En 1980 William Lustig réalise Maniac, mettant en scène un tueur scalpant ses victime pour recréer sa mère décédée longtemps auparavant. Thème classique s'il en est, il n'est que de se souvenir de Psychose pour comprendre l'influence négative qu'exercent les mères trop possessives sur leurs garçons.

Dans la réalité c'est aussi vrai mais je ne suis pas là pour parler de moi...

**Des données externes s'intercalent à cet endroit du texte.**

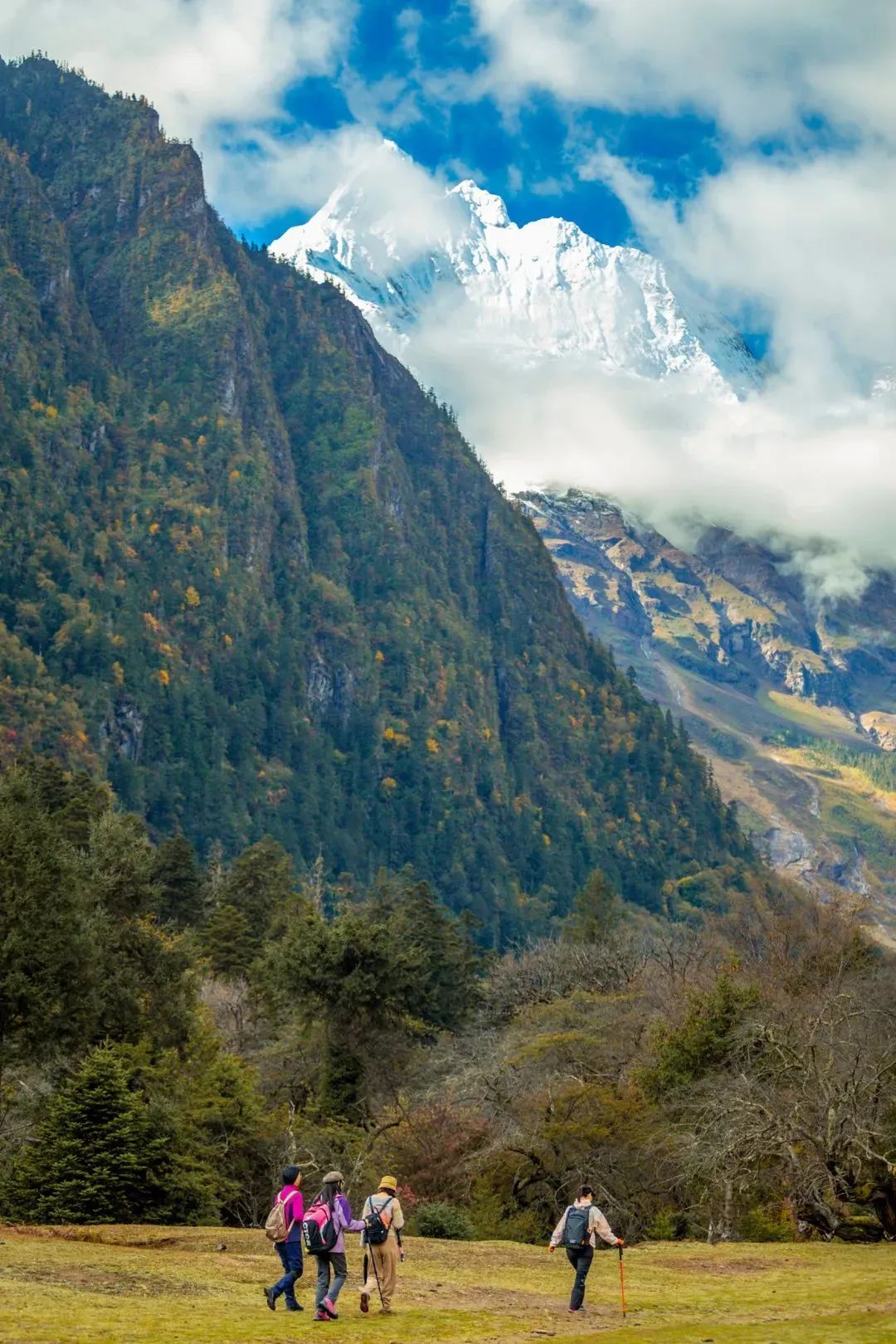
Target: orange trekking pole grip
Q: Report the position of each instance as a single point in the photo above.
(622, 1285)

Frank Zito est un psychopathe, bien que cette notion ne fut mise à la mode que plus tard avec le Silence des Agneaux ; il chasse dans les rues de New York couples et prostituées, un grand couteau comme arme de prédilection et une rage incoercible au cœur...

Plus que par son scénario le film vaut par l'interprétation hallucinante de Joe Spinell, lui-même auteur du script, qui campe un Zito plus vrai que nature, et sa mise en scène qui soulève le voile sur l'esprit même du criminel. Seul, chez lui, Frank vit entouré de mannequins de vitrines auxquels il parle, livre ses pensées, ses secrets, ses souvenirs, exhibe autant les blessures de son corps, imprimées par les amants de sa mère, et de son esprit, séquelles des premières.

Jusqu'alors le criminel était un monstre de foire exhibé sur pellicules, avec Maniac il gagne une personnalité, difforme il est vrai, une âme blessée, et la capacité d'expliquer les (dé)raisons de ses actes.

Rendons hommage à Tom Savini le responsable des maquillages qui donnant ''vie'' aux victimes leur permet de violer le regard du spectateur que vous pourriez être, un soir par exemple, seul chez vous 

Si vous pensez qu'il s'agit d'un film d'horreur comme tant d'autres vous êtes pris par les apparences, il est bien plus intelligent que cela, bien pire, bien meilleur !

 

Une suite était prévue, le DVD vous offre sa bande annonce, elle ne fut jamais tournée, Spinell étant mort dans des conditions encore floues en 1989, non sans avoir figuré dans Le Parrain, Taxi Driver, Rocky... une filmographie enviable dont Maniac restera le point, sinon le hurlement, d'orgue.

 

Autre raison de regarder ce film : Caroline Munro ! Pas la meilleure des actrices mais sûrement une des plus belles.

Attention, un film au titre identique vient de sortir, ne vous y trompez pas.